Огромный орел приближался со стороны Бремена. Гальдрикс сразу увидел, что птица необычная. Его ученик понуро сидел на траве. Сам же пастырь был сосредоточен лишь внешне. Опять накатились нелегкие мысли. Говорят, старость – это когда прошлое вспоминаешь чаще, чем смотришь в будущее. В таком случае за один день он превратился из юноши в древнейшего старика. Доменовцы этого не знают, но на самом деле друиды живут даже дольше высших, только, в отличие от последних, душа их не грубеет. Не думал Гальдрикс, что не доживет и до сотни лет, как жизнь станет ему в тягость.
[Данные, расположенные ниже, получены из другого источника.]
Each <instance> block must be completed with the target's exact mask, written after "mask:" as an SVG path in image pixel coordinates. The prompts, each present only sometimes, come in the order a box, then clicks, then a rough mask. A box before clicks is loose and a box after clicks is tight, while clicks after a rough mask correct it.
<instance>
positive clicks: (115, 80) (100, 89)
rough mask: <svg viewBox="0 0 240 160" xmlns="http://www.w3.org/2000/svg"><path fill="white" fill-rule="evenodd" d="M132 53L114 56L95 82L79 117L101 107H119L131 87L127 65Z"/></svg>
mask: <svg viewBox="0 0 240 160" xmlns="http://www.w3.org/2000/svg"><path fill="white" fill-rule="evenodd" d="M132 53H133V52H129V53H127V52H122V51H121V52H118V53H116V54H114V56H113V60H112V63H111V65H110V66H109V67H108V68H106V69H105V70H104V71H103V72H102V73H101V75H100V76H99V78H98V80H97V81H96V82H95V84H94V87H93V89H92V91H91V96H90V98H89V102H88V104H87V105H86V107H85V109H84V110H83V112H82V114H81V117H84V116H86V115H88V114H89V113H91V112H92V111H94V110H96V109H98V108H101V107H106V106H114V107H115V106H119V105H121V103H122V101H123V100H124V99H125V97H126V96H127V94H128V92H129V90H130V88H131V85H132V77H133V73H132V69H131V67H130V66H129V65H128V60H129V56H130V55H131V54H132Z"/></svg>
Орел превратился в человека в воздухе. Аколит приземлился перед пастырем мягко, на одно колено, тут же встал. И не поймешь – был ли это знак почтения, или последствия прыжка с большой высоты. Впрочем, Гальдрикс прекрасно знал, что это. Пастыри не любят знаков преклонения, но молодые аколиты придумали выражать почтение к тем, кого по-настоящему уважают, в такой форме, что вроде бы и обвинить их не в чем. Удивительно, но это согрело душу пастыря. Его любят, ему верят, значит, он не даст и малейшего шанса своему отчаянью. Он будет действовать хотя бы ради таких вот аколитов, которые доверяют ему. Обмани их доверие, поддавшись слабости, – и ты усугубишь свое горе, Гальдрикс. Тогда ты будешь недостоин тяжкой ноши пастыря.
– Отец, крылатый только что прилетел в Бремен из Рима. Это херувим, – быстро проговорил аколит. – Он хочет поговорить с тобой.
– Вы впустили его в город?
– Да, отец. Но оружия не отобрали и слова не трогать его не давали. Только прикажи, и…
Аколит многозначительно замолчал.
Вот оно. МЕСТЬ!!! Наставник, Лодрикс, Дагарикс – вы убивали друг друга, раня сердце Гальдрикса, но довели вас до этого архангелы Воинства Небесного. Вот шанс отомстить. Херувим Римский пришел сам. Удар по всему Воинству. И слово Круга нарушено не будет. Редкостная удача…
Его ученик вскочил на ноги, глаза загорелись. Сопляк. Хочет схлестнуться с херувимом, доказать после сегодняшнего провала, что и он на что-то годен. Не знает, что против такого противника выстоят не все члены Круга. Гальдрикс, тюремщик охотников, по традиции обученный так, чтобы какое-то время держаться против всех троих, – и то не факт, что справится сам.